FBI, DEA, SEC and the DOJ are just some of the federal agencies taking more than a hard look at the cannabis industry. They’re listening, investigating, suing and charging a host of industry players and public officials. If you only consume marijuana or CBD rather than participate in the business, the corruption may have escaped you. Get this Memo- the cannabis sector is not for the faint of heart. It is not the neighborhood Boys & Girls Club. You must be built to participate in it. Battle tested and with strong mental fortitude. With billions of dollars at stake the sector is ripe for corruption. Several west coast companies have faced the wrath of the Department of Justice. More than 200 RICO charges (Racketeer Influenced & Corrupt Organizations) have been filed since 2019 alone. RICO is a vital tool to dismantle the mafia. The FBI has even launched a series of investigations and stings to identify reported organized crime ties to both public and privately owned cannabis companies.

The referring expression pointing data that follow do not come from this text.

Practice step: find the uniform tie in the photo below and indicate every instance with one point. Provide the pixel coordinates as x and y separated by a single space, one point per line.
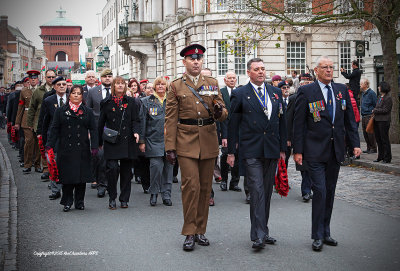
260 93
329 105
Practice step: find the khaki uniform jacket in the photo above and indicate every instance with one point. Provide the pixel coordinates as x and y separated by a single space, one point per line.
199 142
34 107
23 107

U.S. Attorney General William Barr directed the Department of Justice to re-examine at least a dozen cannabis mergers and acquisitions for possible anti-trust violations among other charges. The Securities and Exchange Commission has sued several cannabis companies for alleged stock fraud, pump and dump and even a ponzi scheme. The SEC has recently charged a California company with bilking investors out of $25 million dollars for a marijuana farm and extraction facility. IRS audits are as common as a pre-roll or CBD vape pen. While multiple states have engaged in protracted litigation to recoup delinquent taxes. The cannabis sector is a sea of lawsuit after lawsuit. The sheer number of high-profile litigation between investors, staffers, partners and states is eye opening. The weed business is real on the streets. However, It’s also real in the offices too. Like the days of alcohol and Al Capone- pot promises profits, but delivers its share of bribery, extortion and kickbacks!
A growing list of elected officials from Florida to Massachusetts to Michigan and California have been charged in public corruption cases involving bribery in exchange for licenses or other political favors. Nevada’s former cannabis licensing director was removed from his post after allegations of improper conduct surfaced. Now another disturbing scheme has taken root. Paying for shelf space. That’s right. Some cannabis companies are paying dispensaries thousands of dollars each month to secure space for their products. Remember when the FBI investigated record companies for paying radio stations to play their artist? Ole fashion payola is back! The pay to play arrangement is geared to promote the brands and products from major companies at the expense of small and minority firms. You could have a great product and terrific marketing but can’t get it on the shelf without paying up.
The practice is called slotting fees or so-called merchandising fees, but I call it payola- plain and simple. Another form of bribery to get in the door. People of color already have a hard-enough time getting in the industry. Now we have to come up with additional money each month just to get on the shelf. That’s plain shady! It also manipulates the consumer by directing them to certain brands vs an organic shopping experience. Some dispensaries are getting paid on the front end for shelf space, and on the back end for driving sales to a particular brand. Another tool to keep small companies and minority vendors from gaining entry.
The illegal Black market has its share of pitfalls, but the legal cannabis market can be downright sketchy too. If we want to get our foot in the industry, it’s important to make sure we are built to meet the hustle head-on. The weak need not apply!